3 thoughts on “Final Thoughts: Maria-sama ga Miteru OVA

  1. I agree with pretty much everything you said, the festival at the guys’ highschool was especially ridiculous… yet from time to time, you could feel the charm of the original series ( definitely not in that episode). I also didn’t like that much the way they drifted towards yuri. I mean I love yuri as much as anyone (and more than most at that) but it just doesn’t agree with the mood of that show.

  2. The yuri I can cope with – after all, the second series had already ventured into this territory in a fairly solid way. I mean, Noriko and Shimako? How can that not be romantic? And of course, not to forget the events at the end of the last ep. What did give me pause was the extraordinarily slow pacing. 50 minute episodes is a tricky format for even the best of programming (it’s not anime, but I’ll reference Doctor Who’s shift from 25 minute to 45 minute eps – not an easy transfer), and when you keep the content the same as it might have been for a twenty minute episode, it just drags. There’s no other possible outcome. That said, I did still find myself enjoying things when they actually happened. It’s just, I could do that and read a couple of chapters of a completely different novel at the same time.
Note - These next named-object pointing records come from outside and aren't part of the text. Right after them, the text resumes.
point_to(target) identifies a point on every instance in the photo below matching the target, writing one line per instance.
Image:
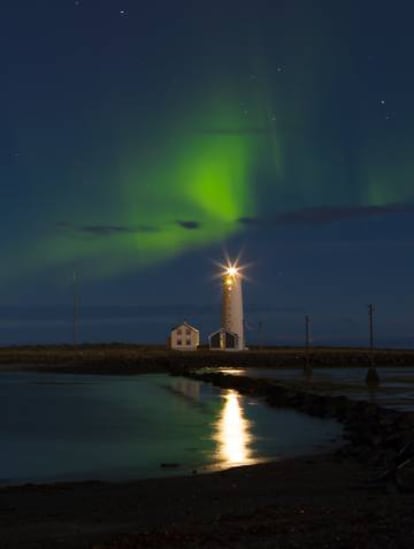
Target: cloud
(328, 214)
(247, 130)
(105, 230)
(323, 215)
(189, 225)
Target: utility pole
(371, 310)
(372, 377)
(260, 330)
(75, 309)
(307, 343)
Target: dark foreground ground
(339, 500)
(313, 502)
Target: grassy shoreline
(132, 359)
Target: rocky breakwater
(381, 438)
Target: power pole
(371, 310)
(75, 309)
(307, 343)
(372, 377)
(260, 330)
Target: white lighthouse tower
(230, 337)
(232, 313)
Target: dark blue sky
(140, 141)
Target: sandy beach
(336, 499)
(319, 501)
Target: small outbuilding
(184, 337)
(223, 340)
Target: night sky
(142, 141)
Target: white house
(223, 340)
(184, 337)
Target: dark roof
(185, 323)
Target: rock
(405, 476)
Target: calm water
(396, 389)
(65, 427)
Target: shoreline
(351, 497)
(313, 501)
(135, 359)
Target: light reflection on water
(396, 389)
(76, 427)
(234, 432)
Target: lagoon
(66, 427)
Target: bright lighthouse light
(232, 271)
    About the school sports day – I wonder if we have a bit of a biased perspective on this. After all, British schools will inevitably do things differently than Japanese ones, and that might include sports days. Certainly from secondary school upwards it was all about standard track and field, but I can still remember the peculiar sports events at my primary school. Points for doing a gymnastic *thing* with more given to the more complicated *things*? Do a handstand for the full ten! (Roly poly was only worth one.) Throwing bean bags into hoops? Egg and spoon race? Apple bobbing race? Come on, you must have had these too. At least, I hope it wasn’t just me…

    *Ahem* Anyway, if other anime are anything to go by, Lillian JoGakuen isn’t alone in its choice of bizarre sporting events. Azumanga Daioh for example has the bean bag throwing and ball rolling events, and the cheer leading, and the borrowing race, and… You get the picture.

    Let’s not give the MariMite OVAs stick for things that actually might be part of Japanese school culture. Let’s face it, there were enough other things to give it stick about…

  3. Okay, so we had the bean bag thing and quoit throwing (is there any other use for those than primary school sports) at primary school, but there was also more standard stuff too- and even with their exotic events, other anime sports day seem more recognisable (even Azumanga and School Rumble didn’t leave me thinking ‘wtf’). Of course, I can’t say anything for sure without researching Japanese high school sports days but the MariMite one just seemed too bizarre for reality.